Business is booming for Orrick, Herrington & Sutcliffe. In its most recently disclosed financial results (released in spring 2021), the US outfit reported London revenues grew 18%, from $53.09 million (£38 million) to $62.86 million (£45 million) Meanwhile, profit per equity partner (PEP) surged 14% to $2.52 million (£1.8 million). But the firm’s global revenue was somewhat dampened by the pandemic — declining 0.5%, from $1.16 billion (£836 million) to $1.15 billion (£828 million) — with temporary court closures impacting the firm’s litigation work.
Headquartered in San Francisco, Orrick divides its focus among three overlapping sectors: technology; energy and infrastructure; and finance. High profile clients include PayPal and Sony. Orrick’s London lawyers advised Revolut — a UK-based digital banking ‘unicorn’ — on its US expansion which completed last year. They also advised health start-up Quit Genius on its $11 million Series A financing round.
The firm has also appeared on mega deals across the pond. Orrick attorneys in Los Angeles advised on a $100 million green revenue bond offering whose proceeds will be used to construct an Oscars Museum. The Academy Museum of Motion Pictures is set to open in the California state before Christmas this year.
During the six-seat training contract system, rookies can expect training which combines “observation and also lots of actual participation”. Insiders say they enjoy the autonomy in shaping their own training because it “allows us to choose topics which we think will be most useful”. We are told “the style of training differs across departments” but “each supervisor is keen for you to learn and help you develop throughout the seat”.
As is to be expected at a US firm, trainees “work hard and long”. Busy spells can be “overwhelming”, according to one rookie, “but supervisors encourage a work/life balance”. While office hours vary depending on department, overall trainees punch-in around 9am (US firms tend to start later) and typically leave around 9pm. And on the subject of hours, Orrick recently unveiled a new policy that allows lawyers to put up to 40 billable hours towards a holiday to ensure they can really “unplug” from corporate life.
Recruiting only four rookies per training contract cycle, Orrick’s small intake helps foster a tight-knit community among trainees. “The trainees at Orrick create a safe support network on which I have relied countless times,” one novice says. The friendly atmosphere extends further: “From the lowest-ranking associates to the top partners, everyone is extremely approachable at Orrick.”
This bond is especially seen where trainee and junior associates go out for lunch and drinks together. Although reports do suggest that attendance at pre-planned social gatherings could be higher and more effort could go into planning ad-hoc events.
Trainees also praise the “open door policy”, particularly important considering Orrick’s non-open plan City office. Insiders say they enjoy “the privacy and comfort of your own office (shared with one or two people)”. Plus we hear the view from the ninth floor of the firm’s “modern” and “very smart” London office is unparalleled. A downside is the lack of an in-house canteen; an upside is the “great location”, meaning employees can benefit from the plentiful restaurants close to St Paul’s Cathedral.
And junior lawyers have plenty of money to spend in said restaurants; Orrick’s newly qualified pay is £120,000. The perks are decent too, with lawyers getting access to an app that includes offers and discount codes, subsidised gym membership and private healthcare.
With 25 offices in ten countries worldwide it’s surprisingly rare for trainees to be seconded abroad.
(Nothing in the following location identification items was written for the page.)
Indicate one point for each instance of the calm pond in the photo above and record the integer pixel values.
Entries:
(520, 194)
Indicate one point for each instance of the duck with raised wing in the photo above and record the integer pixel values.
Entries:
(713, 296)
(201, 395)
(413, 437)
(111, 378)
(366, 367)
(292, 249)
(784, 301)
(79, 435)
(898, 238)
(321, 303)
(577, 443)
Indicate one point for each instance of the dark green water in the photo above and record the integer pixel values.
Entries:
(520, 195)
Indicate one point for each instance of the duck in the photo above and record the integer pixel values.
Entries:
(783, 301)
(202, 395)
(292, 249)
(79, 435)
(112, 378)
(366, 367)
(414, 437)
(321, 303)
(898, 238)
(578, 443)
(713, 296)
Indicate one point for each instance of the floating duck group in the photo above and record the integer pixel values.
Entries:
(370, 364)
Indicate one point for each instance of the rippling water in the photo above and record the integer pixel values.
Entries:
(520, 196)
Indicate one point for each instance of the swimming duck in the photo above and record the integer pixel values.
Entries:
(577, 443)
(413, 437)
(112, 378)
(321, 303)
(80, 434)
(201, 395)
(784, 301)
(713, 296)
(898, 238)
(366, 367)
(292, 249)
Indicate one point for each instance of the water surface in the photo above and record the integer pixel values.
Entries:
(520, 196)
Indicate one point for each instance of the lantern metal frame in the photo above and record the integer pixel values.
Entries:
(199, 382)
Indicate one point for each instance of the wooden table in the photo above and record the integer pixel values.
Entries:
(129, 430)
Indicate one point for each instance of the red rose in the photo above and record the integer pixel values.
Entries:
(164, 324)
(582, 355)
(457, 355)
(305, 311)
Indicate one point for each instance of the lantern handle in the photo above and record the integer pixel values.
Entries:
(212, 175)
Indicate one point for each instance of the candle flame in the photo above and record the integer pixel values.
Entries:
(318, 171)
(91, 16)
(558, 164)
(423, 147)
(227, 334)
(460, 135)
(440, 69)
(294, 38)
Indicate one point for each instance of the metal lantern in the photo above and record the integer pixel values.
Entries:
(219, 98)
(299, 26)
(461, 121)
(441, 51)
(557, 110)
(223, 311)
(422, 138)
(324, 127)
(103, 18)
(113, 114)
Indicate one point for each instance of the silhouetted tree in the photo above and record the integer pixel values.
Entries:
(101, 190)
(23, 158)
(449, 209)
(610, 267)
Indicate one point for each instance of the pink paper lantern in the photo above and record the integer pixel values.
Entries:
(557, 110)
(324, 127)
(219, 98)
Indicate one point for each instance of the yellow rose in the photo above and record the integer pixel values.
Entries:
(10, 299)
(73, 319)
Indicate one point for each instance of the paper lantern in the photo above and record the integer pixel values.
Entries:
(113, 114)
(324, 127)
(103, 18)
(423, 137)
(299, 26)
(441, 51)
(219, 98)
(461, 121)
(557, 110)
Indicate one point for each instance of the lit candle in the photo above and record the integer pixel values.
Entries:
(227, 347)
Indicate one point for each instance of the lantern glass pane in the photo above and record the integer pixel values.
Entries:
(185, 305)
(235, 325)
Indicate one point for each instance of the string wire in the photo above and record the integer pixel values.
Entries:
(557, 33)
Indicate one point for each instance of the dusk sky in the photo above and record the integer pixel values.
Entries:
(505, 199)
Though one rookie reports spending four days each in Miami and San Francisco, while another tells us they’ve been seconded to an investment firm.
On the tech-front, murmurs of “standard” are heard across the board. One trainee tells us, however, that the firm uses ‘Orrick Analytics’ that uses “state-of-the-art technology and probability modelling in document-heavy matters”. Meanwhile, the move to remote-working in the wake of the Covid-19 pandemic was “successful” on the whole.